Check out TSW Nogaro's in chrome. I have them on my 05 MBM and they look so good it's insane.


----------



## ROBSGTO (Jul 6, 2008)

Reno'sGoat said:


> Check out TSW Nogaro's in chrome. I have them on my 05 MBM and they look so good it's insane.


I think they look good,but I would prefer something with a wider spoke.I'm so picky it will be forever before I find one I want........I've been looking for a long time and still haven't found the one I REALLY like.


----------



## GM4life (Mar 18, 2007)

I'll leave the wheel style up to you. Silver goes well on any color car, I prefer black on light cars and chrome on dark cars.


----------



## PDQ GTO (Jun 21, 2007)

Don't rule out gun metal gray powdercoat with IBM on the lip, that's the direction I am going with 18" OEM's. Just a thought, rims are such a personal thing, only what you like really matters...


----------



## ROBSGTO (Jul 6, 2008)

PDQ GTO said:


> Don't rule out gun metal gray powdercoat with IBM on the lip, that's the direction I am going with 18" OEM's.

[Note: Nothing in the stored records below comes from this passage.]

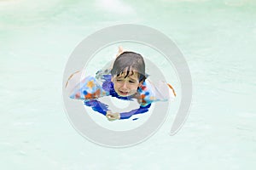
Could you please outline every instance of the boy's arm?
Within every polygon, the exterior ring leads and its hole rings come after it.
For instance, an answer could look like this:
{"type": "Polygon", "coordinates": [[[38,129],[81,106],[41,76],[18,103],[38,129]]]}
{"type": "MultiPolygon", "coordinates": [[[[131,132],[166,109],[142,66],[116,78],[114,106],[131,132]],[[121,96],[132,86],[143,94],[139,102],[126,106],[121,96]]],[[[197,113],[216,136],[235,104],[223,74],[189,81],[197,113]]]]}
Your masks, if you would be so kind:
{"type": "Polygon", "coordinates": [[[108,111],[108,105],[98,101],[97,99],[84,101],[84,105],[91,107],[93,110],[97,111],[104,116],[106,116],[107,112],[108,111]]]}
{"type": "Polygon", "coordinates": [[[129,119],[133,115],[145,113],[148,110],[148,108],[150,106],[151,104],[148,104],[146,106],[141,105],[138,109],[135,109],[128,112],[120,113],[120,119],[129,119]]]}

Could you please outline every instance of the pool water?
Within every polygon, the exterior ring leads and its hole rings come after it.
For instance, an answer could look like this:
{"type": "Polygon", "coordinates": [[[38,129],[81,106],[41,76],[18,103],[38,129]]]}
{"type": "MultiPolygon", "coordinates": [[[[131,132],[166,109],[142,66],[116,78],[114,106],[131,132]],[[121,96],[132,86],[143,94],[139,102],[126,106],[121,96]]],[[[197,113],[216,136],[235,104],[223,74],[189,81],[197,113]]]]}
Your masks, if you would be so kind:
{"type": "Polygon", "coordinates": [[[255,8],[253,0],[0,1],[1,169],[254,169],[255,8]],[[193,102],[176,135],[168,133],[178,98],[154,135],[113,149],[71,126],[62,74],[84,38],[123,23],[153,27],[177,43],[193,102]]]}

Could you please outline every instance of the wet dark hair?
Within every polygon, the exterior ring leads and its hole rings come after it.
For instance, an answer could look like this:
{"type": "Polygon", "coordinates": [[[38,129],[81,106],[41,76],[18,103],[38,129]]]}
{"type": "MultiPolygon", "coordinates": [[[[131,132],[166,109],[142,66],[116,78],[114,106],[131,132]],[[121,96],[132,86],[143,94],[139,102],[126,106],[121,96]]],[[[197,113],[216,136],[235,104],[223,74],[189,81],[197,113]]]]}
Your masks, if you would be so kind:
{"type": "Polygon", "coordinates": [[[118,56],[111,70],[112,76],[117,76],[125,73],[125,78],[131,76],[134,72],[138,73],[139,82],[144,82],[146,79],[145,63],[143,56],[134,52],[124,52],[118,56]]]}

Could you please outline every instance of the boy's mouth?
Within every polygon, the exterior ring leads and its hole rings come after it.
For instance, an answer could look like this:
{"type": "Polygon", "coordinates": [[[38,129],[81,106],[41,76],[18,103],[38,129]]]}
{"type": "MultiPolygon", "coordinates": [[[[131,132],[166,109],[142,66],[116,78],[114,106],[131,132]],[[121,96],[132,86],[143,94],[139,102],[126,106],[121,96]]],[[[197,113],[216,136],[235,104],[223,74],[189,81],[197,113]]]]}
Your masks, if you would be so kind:
{"type": "Polygon", "coordinates": [[[129,94],[129,92],[123,92],[123,91],[120,91],[119,90],[119,94],[121,94],[121,95],[128,95],[128,94],[129,94]]]}

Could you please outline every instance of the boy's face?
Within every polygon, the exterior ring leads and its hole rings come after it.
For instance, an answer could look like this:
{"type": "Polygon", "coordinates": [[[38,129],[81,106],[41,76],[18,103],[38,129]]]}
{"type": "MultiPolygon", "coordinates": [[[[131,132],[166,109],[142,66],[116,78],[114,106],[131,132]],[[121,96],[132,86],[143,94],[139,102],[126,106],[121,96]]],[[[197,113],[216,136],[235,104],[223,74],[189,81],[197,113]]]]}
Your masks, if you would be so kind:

Just a thought, rims are such a personal thing, only what you like really matters...


That's the trouble,don't really like many.Love CCWs but they are way too expensive.


----------



## ROBSGTO (Jul 6, 2008)

Anyone know what these wheels are?


----------



## raspantienator (Nov 20, 2007)

*The Silver GTO looks absolutely awesome-clean, smart and fast.*


----------



## ROBSGTO (Jul 6, 2008)

raspantienator said:


> *The Silver GTO looks absolutely awesome-clean, smart and fast.*


Yes it does!! Sweet ride!!


----------